Les Écologistes ignorent l'enjeu autogestionnaire de la question wallonne
Le mouvement wallon, dans son besoin de maintenir le système représentatif pour parvenir à ses fins est obligé, involontairement ou inconsciemment peut-être, de soutenir cette répression. Il suffit de lire les projets culturels de celui-ci pour se rendre compte du peu de prise en compte de la question culturelle. Celle-ci, peu abordée déjà, reste étonnamment classique. Elle ne reprend en rien les ruptures et les propositions fondamentales de l'art progressiste/contemporain de 65-75. Logique! Le mouvement wallon respecte les règles du pacte social: l'accès à la culture pour tous est prôné, mais la production culturelle, elle, est réservée à l'élite des experts ou à sa copie dégénérée par le peuple.
Le mouvement wallon ne put alors que porter un nationalisme étroit au pouvoir, à l'aboutissement duquel nous assistons pour l'instant: le pouvoir sans partage, et sans besoin de démocratie, de la Technobureaucratie. Le mouvement progressiste alternatif, pour cette raison et à cause de cette perspective autoritaire qu'il avait bien perçue ne pouvait faire alliance avec le mouvement wallon. Par contre, ce qu'il n'avait pas compris ou intégré culturellement, alors que les analyses existaient concernant le développement contemporain du Capitalisme, c'est que les États-Nations devenaient des Entreprises. De ce fait, se vouloir wallon, c'était aussi se situer sans difficulté et sans contradiction dans la problématique autogestionnaire.
Tous oublient la lutte des classes
Dans un État-Nation/Entreprise, le citoyen devient travailleur et le travailleur citoyen. Redéfinir les règles de citoyenneté revient à redéfinir les règles du travail. Si on reste dans la logique du pacte social comme le fait le mouvement wallon, la sécurité sociale repose sur le lien de subordination au travail. Dès lors, le citoyen devenu travailleur est subordonné aux représentants politiques, comme les ouvriers le sont aux patrons. Le représentant politique ne représente plus le citoyen. Il est l'Autorité pure et simple.
Pour sa grande part, le mouvement wallon a été repris ou relayé par le PS. Il est intéressant de noter que celui-ci, dans les années 80, abandonne officiellement la référence à la lutte des classes. Le mouvement écologiste de son côté va devenir un parti qui ne se réfère pas à la lutte des classes. Et cela se passe quand celle-ci devient criante et évidente. À moins qu'il ne s'agisse pour l'un et l'autre d'acter que, de fait, la lutte est terminée parce que l'un des protagonistes est KO. En d'autres termes, le pacte social n'a plus lieu d'être.

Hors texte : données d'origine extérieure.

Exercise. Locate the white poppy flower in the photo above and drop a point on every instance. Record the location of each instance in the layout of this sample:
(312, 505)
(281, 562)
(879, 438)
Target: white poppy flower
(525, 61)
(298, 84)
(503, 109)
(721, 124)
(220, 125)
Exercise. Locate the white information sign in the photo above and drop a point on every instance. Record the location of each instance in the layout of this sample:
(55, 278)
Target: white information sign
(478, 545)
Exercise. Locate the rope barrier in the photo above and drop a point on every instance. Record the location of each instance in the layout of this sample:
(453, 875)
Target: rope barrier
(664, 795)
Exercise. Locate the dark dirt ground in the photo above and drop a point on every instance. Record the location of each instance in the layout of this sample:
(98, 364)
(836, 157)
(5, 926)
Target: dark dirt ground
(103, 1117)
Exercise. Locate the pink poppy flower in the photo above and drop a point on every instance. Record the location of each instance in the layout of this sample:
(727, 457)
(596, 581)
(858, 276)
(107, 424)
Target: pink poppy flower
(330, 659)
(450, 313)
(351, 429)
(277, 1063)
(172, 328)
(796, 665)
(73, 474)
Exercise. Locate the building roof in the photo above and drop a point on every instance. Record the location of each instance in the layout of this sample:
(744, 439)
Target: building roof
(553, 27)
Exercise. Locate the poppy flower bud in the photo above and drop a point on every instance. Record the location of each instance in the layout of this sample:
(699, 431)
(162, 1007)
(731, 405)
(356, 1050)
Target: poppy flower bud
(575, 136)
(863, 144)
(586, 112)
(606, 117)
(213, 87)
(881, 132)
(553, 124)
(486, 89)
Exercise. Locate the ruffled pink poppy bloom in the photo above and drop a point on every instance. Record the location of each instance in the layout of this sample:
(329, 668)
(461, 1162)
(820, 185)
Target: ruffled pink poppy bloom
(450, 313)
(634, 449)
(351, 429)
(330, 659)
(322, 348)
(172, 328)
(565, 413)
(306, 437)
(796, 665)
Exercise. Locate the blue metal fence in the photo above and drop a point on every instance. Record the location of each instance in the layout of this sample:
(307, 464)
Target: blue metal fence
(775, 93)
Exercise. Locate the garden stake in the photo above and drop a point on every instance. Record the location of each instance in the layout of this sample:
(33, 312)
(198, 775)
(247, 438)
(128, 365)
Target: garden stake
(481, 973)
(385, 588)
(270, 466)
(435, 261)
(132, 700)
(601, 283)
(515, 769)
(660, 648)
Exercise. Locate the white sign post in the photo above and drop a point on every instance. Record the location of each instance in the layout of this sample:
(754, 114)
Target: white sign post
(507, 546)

Si l'Occident a connu un tel développement, c'est bien que la lutte des classes ait pu s'y dérouler sans violence et, grâce au pacte social, de manière dynamique. Dans les pays communistes qui imposèrent la fin de la lutte des classes comme dépassée, on sait la catastrophe. Mais le système technobureaucratique soviétique n'est pas vaincu, il se répand partout et chez nous avec, pour la technobureaucratie autoritaire, l'Argent en plus, d'où encore plus d'efficacité pour lui. La propriété publique des moyens de production n'a pas suffi, elle n'est pas la réponse non plus à la propriété privée des moyens de production: à cause de l'exploitation de l'homme par l'homme et du blocage ou de la destruction de la démocratie, elle génère les mêmes effets. Les États communistes ont eux aussi bloqué toute perspective autogestionnaire et participative.
Il faut constater également que l'abandon des références à la lutte des classes est contemporaine aussi de l'abandon de la perspective autogestionnaire. Cet abandon a permis d'occulter la modification des États-Nations en Entreprises. Le discours qu'on entend de part et d'autre n'est qu'écran à ce refoulement.